Early Fall. Fine-textured crisp flesh contains an astounding unusually complex combination of sweet nutty and spicy flavors with slight anise essence, sometimes described as cherry, vanilla or even bourbon. Truly excellent fresh eating, although it is too sweet for some palates. Round-conic bronze-red medium-sized fruit, striped and washed with rose-red. Annual bearer if thinned. Very hardy moderate-sized vigorous vase-shaped tree grows upright with willowy branches that get loaded with fruit but do not break. Grower-friendly. Reaches its best flavor and texture in northern districts. Some resistance to scab.
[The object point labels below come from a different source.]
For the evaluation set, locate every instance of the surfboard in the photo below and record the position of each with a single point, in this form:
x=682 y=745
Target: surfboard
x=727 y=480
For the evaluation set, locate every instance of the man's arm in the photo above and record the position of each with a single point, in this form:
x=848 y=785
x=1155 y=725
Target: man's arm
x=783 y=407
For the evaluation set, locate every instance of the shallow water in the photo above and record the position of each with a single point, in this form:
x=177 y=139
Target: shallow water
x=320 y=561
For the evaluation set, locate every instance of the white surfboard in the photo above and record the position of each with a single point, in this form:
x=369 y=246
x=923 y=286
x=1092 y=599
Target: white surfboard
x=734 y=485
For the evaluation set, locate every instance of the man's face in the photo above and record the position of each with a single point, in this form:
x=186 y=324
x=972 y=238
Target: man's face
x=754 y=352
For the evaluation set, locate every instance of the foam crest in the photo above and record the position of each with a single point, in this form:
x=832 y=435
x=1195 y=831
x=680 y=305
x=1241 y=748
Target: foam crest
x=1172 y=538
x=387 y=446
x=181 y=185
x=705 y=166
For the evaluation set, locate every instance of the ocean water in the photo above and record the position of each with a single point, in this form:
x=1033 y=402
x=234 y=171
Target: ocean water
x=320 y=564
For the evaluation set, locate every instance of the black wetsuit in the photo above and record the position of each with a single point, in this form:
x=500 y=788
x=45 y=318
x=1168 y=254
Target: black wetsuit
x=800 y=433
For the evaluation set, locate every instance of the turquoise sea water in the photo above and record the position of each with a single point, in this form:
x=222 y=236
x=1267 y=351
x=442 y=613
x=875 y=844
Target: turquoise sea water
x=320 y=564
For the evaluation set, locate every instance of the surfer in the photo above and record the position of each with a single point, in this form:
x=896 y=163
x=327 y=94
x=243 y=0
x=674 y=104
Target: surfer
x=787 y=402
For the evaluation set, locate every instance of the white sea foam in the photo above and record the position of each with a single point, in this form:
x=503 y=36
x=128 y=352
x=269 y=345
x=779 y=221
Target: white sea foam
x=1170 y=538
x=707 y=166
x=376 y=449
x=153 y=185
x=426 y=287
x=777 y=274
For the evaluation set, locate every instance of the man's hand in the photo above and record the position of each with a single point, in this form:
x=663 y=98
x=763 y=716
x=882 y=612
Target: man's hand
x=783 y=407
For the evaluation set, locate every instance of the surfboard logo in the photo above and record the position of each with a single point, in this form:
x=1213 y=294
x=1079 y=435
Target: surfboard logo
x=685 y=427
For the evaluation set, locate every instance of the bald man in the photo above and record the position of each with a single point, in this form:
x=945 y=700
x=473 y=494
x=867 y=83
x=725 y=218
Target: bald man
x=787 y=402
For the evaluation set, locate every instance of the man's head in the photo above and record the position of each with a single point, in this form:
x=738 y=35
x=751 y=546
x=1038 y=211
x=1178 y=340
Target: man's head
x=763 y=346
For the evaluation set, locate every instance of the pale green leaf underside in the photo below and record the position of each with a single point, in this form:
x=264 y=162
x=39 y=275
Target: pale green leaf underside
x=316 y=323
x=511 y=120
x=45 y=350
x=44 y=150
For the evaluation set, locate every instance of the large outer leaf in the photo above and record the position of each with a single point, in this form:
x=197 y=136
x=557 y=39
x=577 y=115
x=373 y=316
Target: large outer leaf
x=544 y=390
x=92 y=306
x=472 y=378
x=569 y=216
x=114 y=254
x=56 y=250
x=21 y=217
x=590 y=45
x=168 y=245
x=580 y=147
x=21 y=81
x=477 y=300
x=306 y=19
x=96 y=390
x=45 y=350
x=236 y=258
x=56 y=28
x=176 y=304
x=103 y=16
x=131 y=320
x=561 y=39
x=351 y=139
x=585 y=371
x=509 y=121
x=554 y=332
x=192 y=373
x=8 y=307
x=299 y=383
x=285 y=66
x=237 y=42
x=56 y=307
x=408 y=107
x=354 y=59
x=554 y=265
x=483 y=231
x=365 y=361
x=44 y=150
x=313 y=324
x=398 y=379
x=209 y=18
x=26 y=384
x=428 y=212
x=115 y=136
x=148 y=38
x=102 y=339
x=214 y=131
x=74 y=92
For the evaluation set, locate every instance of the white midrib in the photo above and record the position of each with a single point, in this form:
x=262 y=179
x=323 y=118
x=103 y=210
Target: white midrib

Keeps till midwinter.  Blooms mid to late season.

 
Virginia Beauty

(Zach Red) – Once a very well known and desirable apple rivaling Red Delicious for popularity, Virginia Beauty is now a rare apple. The apple originated from a seed planted in 1810 in the backyard of Zach Safewright in the Piper’s Gap community of Carroll Co., Virginia. The original tree stood until 1914. Fruit medium to large, often lopsided, with smooth, dark red or purplish skin. Flesh is greenish yellow, fine-grained, tender and juicy. Ripens October-February and is a good keeper.

 

 
Wealthy

Originated in 1860 in Excelsior, Minnesota from the seeds of the Cherry Crab. Widely popular in the South due to its hardiness and early bearing abilities. When grown in colder areas it is a good keeper; otherwise considered a poor keeper. Skin is pale greenish-yellow with brilliant red striping. Ripens in August to September in most of the South but later in mountain areas.

 
Wickson

Developed by Albert Etter, the California plant breeder, and named for his fellow pomologist and friend, E. J. Wickson. It is a cross of Newtown (Albemarle) Pippin and Esopus Spitzenburg, selected in 1944. Warren Manhart in his Apples for the 21st Century, argues that it is actually a cross of two offspring of these notable old apples.Whatever, it is a superb example of a class of apples that have superior taste and other characteristics, but have never ‘made it in the modern apple-growing universe. It is considered more a crab than an apple, but is very sweet, with sugar content up to 25%, which gives it the extraordinary sweet taste. The fruit will range in size from one to two inches in diameter and will bear heavily on first and second-year growth. The color is red and yellow and the fruit will hang in garlands on the tree. Wickson ripens in September. It is especially promising for cider.

 
Winesap

Also named American Wine Sop, among many other names. Winesap was first described as a cider fruit by Dr. James Mease in Philadelphia in 1804, and in 1817, William Coxe illustrated and described it in A View of the Cultivation of Fruit Trees. It was known during the colonial period in Virginia, and Coxe wrote of it as popular for cider making in New Jersey. Small to medium in size and round to oblong in shape, the skin is a deep-red or maroon in color with the yellow background showing on the shaded side. Indistinct flushes and stripes of a darker red, and sometimes a netting of russet, overlay the lighter red. The yellow flesh is sweet, crisp, and aromatic, with a vinous flavor. Small, folded and oval in shape, the leaves are a medium to round and dull. The new growth bark is a dark-red with few lenticels. A dependable bearer, it produces heavy crops annually and is suitable for cooking, dessert and cider making. An exceptional keeper.

 

Additional apples that not heritage apples.
Fuji

An apple clone developed by growers at the Tohoku Research Station in Fujisaki, Aomori, Japan, in the late 1930s, and brought to market in 1962. It originated as a cross between two American apple varieties, the Red Delicious and old Virginia Ralls Genet (sometimes cited as “Rawls Jennet”) apples.